I was shoveling the driveway early this morning for the second time this week. The snow keeps coming down.


Far from complaining about it, I’m enjoying its silence and brightness settled in all over everything. I’m pulled into the core of our home, which as we prepare for closing in less than a week, is ever-shrinking.
There’s nowhere to go when it snows like this. It relieves some of the pressure of doing, because we’re limited to what we can do in the house. The task list is shrinking quickly along with the volume of our stuff, so it’s a calm kind of puttering pace of getting ready to move.



The wood stove is blazing away in the living room. It’s cozy.
It’s temporary.

As I was hoisting yet another eight inches of snow off to the side of our driveway, one shovel-full at a time in the bright white glow of my headlamp, I willed myself not to turn my head up to see how much was still left to shovel.

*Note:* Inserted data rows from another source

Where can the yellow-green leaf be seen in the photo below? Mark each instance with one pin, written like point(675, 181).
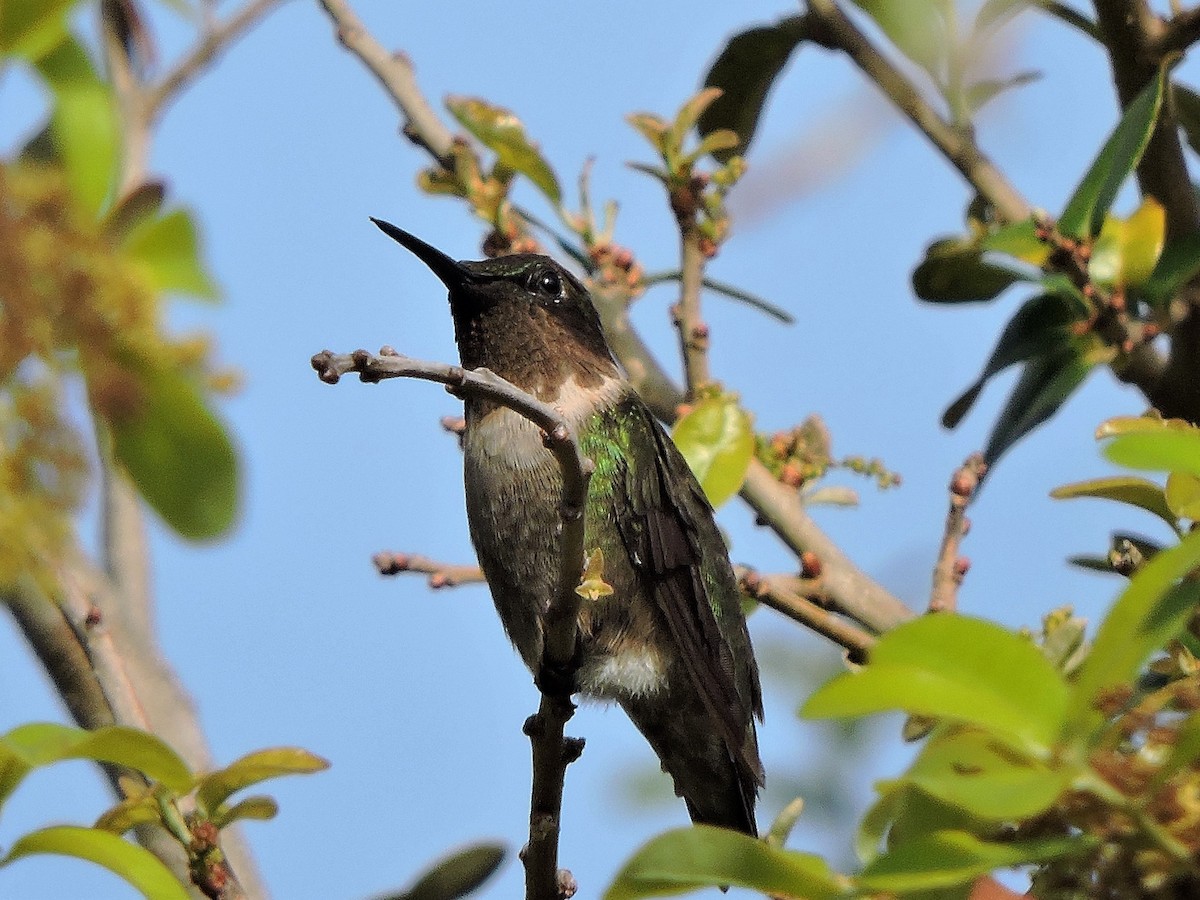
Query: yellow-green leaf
point(717, 439)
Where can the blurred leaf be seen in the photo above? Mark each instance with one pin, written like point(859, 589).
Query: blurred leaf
point(259, 809)
point(1182, 495)
point(84, 129)
point(1019, 240)
point(136, 864)
point(1177, 264)
point(179, 456)
point(1090, 203)
point(955, 271)
point(982, 93)
point(1126, 251)
point(969, 769)
point(689, 858)
point(31, 28)
point(456, 875)
point(1162, 450)
point(947, 858)
point(168, 251)
point(36, 744)
point(745, 71)
point(1153, 609)
point(1123, 489)
point(501, 131)
point(916, 28)
point(954, 667)
point(253, 768)
point(1037, 329)
point(717, 439)
point(1044, 385)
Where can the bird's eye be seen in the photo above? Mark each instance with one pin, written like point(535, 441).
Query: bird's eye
point(546, 282)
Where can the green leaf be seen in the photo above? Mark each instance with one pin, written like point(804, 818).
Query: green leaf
point(745, 71)
point(717, 439)
point(969, 769)
point(1044, 385)
point(261, 809)
point(1090, 203)
point(959, 669)
point(167, 250)
point(1123, 489)
point(253, 768)
point(31, 28)
point(955, 271)
point(1165, 449)
point(179, 456)
point(1182, 495)
point(1038, 328)
point(947, 858)
point(1177, 265)
point(1153, 609)
point(43, 743)
point(501, 131)
point(689, 858)
point(136, 864)
point(456, 875)
point(917, 29)
point(84, 127)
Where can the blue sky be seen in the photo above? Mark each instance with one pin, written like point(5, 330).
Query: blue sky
point(285, 634)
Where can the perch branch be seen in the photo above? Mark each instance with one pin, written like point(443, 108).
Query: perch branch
point(951, 568)
point(552, 753)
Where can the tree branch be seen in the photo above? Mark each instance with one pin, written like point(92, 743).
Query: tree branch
point(834, 30)
point(552, 753)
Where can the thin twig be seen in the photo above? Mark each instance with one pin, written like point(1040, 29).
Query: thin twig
point(217, 36)
point(552, 753)
point(951, 568)
point(442, 575)
point(779, 592)
point(395, 73)
point(834, 30)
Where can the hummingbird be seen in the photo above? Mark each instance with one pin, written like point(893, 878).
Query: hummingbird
point(670, 645)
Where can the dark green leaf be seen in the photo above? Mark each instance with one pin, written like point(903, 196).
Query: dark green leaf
point(501, 131)
point(717, 439)
point(1150, 612)
point(1179, 264)
point(253, 768)
point(179, 456)
point(1123, 489)
point(136, 864)
point(456, 875)
point(959, 669)
point(84, 127)
point(31, 28)
point(967, 769)
point(1090, 203)
point(947, 858)
point(167, 249)
point(955, 271)
point(1044, 385)
point(745, 71)
point(1038, 328)
point(690, 858)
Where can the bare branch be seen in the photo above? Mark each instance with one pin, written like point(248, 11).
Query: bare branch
point(442, 575)
point(834, 30)
point(780, 593)
point(552, 753)
point(951, 567)
point(395, 73)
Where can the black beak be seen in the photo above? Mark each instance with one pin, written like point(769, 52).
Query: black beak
point(451, 274)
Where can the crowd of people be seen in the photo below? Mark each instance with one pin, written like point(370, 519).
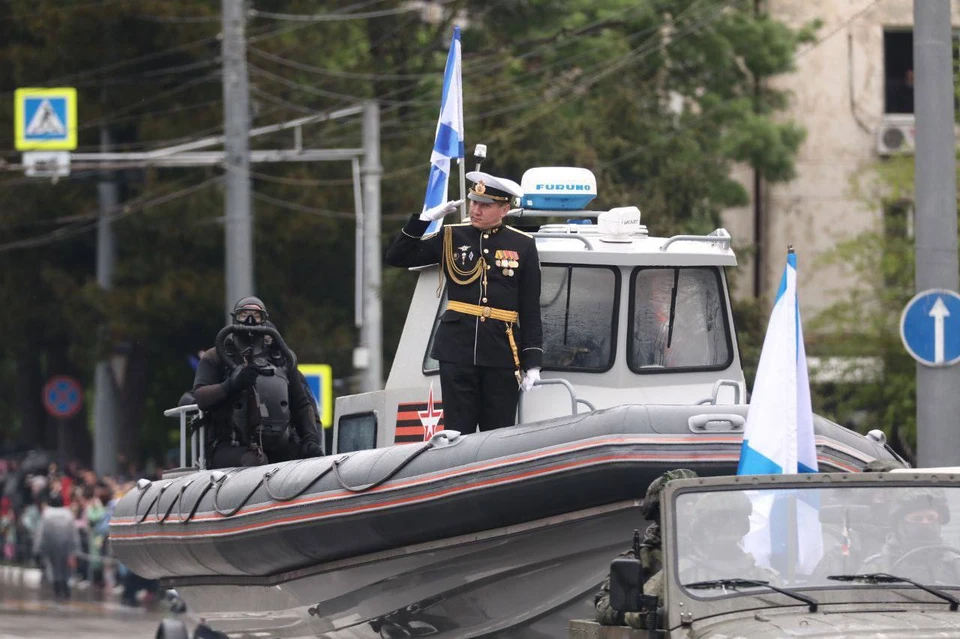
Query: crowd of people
point(56, 518)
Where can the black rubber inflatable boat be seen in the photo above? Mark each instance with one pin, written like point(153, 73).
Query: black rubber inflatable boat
point(266, 521)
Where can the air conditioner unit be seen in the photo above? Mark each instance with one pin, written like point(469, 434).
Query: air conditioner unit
point(896, 134)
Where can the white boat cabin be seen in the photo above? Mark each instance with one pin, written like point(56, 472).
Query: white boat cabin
point(627, 319)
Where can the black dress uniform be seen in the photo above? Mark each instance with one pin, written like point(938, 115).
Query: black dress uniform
point(491, 328)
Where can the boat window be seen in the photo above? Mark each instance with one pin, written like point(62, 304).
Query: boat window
point(578, 305)
point(678, 320)
point(357, 432)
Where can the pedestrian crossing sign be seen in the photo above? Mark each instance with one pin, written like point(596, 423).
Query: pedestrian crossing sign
point(45, 119)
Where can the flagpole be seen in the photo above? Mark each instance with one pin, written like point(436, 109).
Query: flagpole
point(463, 189)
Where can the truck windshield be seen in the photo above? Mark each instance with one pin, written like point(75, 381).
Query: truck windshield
point(802, 537)
point(678, 320)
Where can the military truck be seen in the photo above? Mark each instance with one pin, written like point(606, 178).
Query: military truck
point(826, 555)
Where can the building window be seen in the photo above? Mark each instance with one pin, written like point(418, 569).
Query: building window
point(898, 71)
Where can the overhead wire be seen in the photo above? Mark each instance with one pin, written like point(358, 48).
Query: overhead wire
point(118, 213)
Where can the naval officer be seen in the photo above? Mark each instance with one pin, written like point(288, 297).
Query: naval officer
point(490, 339)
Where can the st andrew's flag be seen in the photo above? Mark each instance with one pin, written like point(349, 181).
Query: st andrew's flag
point(448, 143)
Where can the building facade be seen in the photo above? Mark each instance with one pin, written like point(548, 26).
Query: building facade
point(853, 93)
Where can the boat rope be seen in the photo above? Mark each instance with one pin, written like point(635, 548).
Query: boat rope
point(359, 489)
point(173, 501)
point(220, 483)
point(196, 503)
point(302, 489)
point(218, 480)
point(136, 508)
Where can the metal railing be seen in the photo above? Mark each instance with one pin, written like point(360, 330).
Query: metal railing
point(574, 400)
point(720, 237)
point(197, 438)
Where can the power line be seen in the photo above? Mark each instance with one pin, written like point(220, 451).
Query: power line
point(836, 29)
point(118, 213)
point(335, 17)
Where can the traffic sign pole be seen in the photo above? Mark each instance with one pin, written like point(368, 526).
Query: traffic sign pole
point(938, 399)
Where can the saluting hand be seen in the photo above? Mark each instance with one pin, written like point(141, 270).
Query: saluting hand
point(532, 375)
point(441, 210)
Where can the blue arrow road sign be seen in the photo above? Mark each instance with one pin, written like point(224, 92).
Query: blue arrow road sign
point(62, 396)
point(930, 327)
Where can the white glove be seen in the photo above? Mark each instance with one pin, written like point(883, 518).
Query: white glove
point(532, 375)
point(440, 210)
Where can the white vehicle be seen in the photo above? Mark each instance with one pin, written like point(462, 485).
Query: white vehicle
point(408, 529)
point(627, 318)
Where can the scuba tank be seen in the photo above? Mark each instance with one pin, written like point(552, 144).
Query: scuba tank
point(261, 414)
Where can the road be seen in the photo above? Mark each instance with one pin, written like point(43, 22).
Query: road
point(26, 614)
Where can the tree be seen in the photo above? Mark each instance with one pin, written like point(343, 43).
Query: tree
point(866, 323)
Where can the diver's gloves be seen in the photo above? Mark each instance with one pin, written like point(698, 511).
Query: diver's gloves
point(242, 378)
point(529, 377)
point(441, 210)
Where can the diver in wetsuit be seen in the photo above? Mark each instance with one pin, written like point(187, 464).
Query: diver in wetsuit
point(261, 410)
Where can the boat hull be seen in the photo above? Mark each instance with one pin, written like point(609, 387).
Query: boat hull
point(523, 581)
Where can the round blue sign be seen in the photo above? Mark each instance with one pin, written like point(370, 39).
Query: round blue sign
point(930, 327)
point(62, 396)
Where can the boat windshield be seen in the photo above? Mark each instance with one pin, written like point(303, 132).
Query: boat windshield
point(678, 320)
point(578, 307)
point(799, 538)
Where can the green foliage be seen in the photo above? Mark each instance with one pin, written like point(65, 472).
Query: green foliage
point(866, 322)
point(658, 98)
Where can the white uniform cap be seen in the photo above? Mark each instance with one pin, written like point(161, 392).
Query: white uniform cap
point(488, 188)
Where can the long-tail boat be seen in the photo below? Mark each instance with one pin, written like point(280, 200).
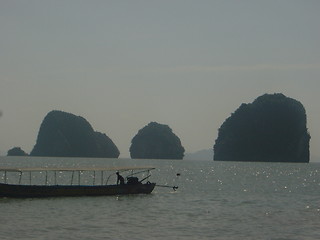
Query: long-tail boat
point(95, 184)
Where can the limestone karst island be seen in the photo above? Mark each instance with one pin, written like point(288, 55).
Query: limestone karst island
point(156, 141)
point(63, 134)
point(271, 129)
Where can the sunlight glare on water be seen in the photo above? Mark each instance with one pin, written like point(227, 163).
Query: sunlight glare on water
point(215, 200)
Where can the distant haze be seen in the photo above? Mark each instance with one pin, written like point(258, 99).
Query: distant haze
point(122, 64)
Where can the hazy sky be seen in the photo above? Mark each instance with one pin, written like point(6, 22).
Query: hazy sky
point(123, 64)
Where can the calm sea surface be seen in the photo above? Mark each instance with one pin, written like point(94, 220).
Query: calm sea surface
point(215, 200)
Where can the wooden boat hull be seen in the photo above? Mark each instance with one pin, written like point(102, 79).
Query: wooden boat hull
point(34, 191)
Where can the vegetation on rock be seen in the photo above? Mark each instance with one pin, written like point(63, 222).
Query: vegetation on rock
point(156, 141)
point(63, 134)
point(272, 128)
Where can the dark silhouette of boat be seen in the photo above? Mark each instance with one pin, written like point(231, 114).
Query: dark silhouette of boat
point(30, 190)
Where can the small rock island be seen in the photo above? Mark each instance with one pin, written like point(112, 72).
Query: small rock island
point(156, 141)
point(271, 129)
point(16, 151)
point(63, 134)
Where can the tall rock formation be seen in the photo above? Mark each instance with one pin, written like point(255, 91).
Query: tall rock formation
point(272, 129)
point(63, 134)
point(156, 141)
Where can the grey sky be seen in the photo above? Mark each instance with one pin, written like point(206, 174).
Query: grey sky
point(122, 64)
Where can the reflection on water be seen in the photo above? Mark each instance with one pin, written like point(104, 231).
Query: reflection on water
point(215, 200)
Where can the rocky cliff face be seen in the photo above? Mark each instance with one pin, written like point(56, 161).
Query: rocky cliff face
point(156, 141)
point(272, 128)
point(63, 134)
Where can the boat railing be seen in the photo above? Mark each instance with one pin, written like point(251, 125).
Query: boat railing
point(50, 176)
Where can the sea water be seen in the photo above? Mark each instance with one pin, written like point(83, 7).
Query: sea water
point(215, 200)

We don’t have a giant driveway, but it’s big enough that the job takes one person about two hours.
Longer if I stare too much at how far I have to go.
As I move through the house, I keep having intense flashes of memory, coupled with a feeling of longing, and then letting go. It happens room by room as I’m focusing on one. Bear in mind, that we’re not just moving all of our earthly belongings somewhere. We’re majorly downsizing. We are shrinking what we have to what we really want and need.
(And discovering that the adage about filling up the space you have with stuff is very, very true. Five years turns out to be a lot of years of accumulation – and that’s having culled out quite a bit for Airbnb-ing!).
It is hard to actively dismantle objects which, cumulatively, have come to fit together in a representation of home. I say that very carefully, because this place has been home, but so many other places are too: friends’ dinner tables, my childhood home, the high desert, the Mobile Art Studio.
When those memories are really hitting me as I’m dismantling and dispersing our belongings, I don’t need the consolation that “home” is, for me, a multitude. But it’s a good reminder of the long term aim. Moment by moment, working on closing out the house is more like shoveling. I let myself feel. I focus on good form as I hoist snow. I am aware of but not daunted by the effort. I enjoy the ability to feel, at all.
I don’t look down the driveway. I don’t dwell on “what if’s”.
It’s all moments. We have been very lucky to have been afforded so many amazing moments in our time in this house. And, by making this decision, we’re opening ourselves up for many more. In the meantime, I’m truly enjoying these snowed in last days here.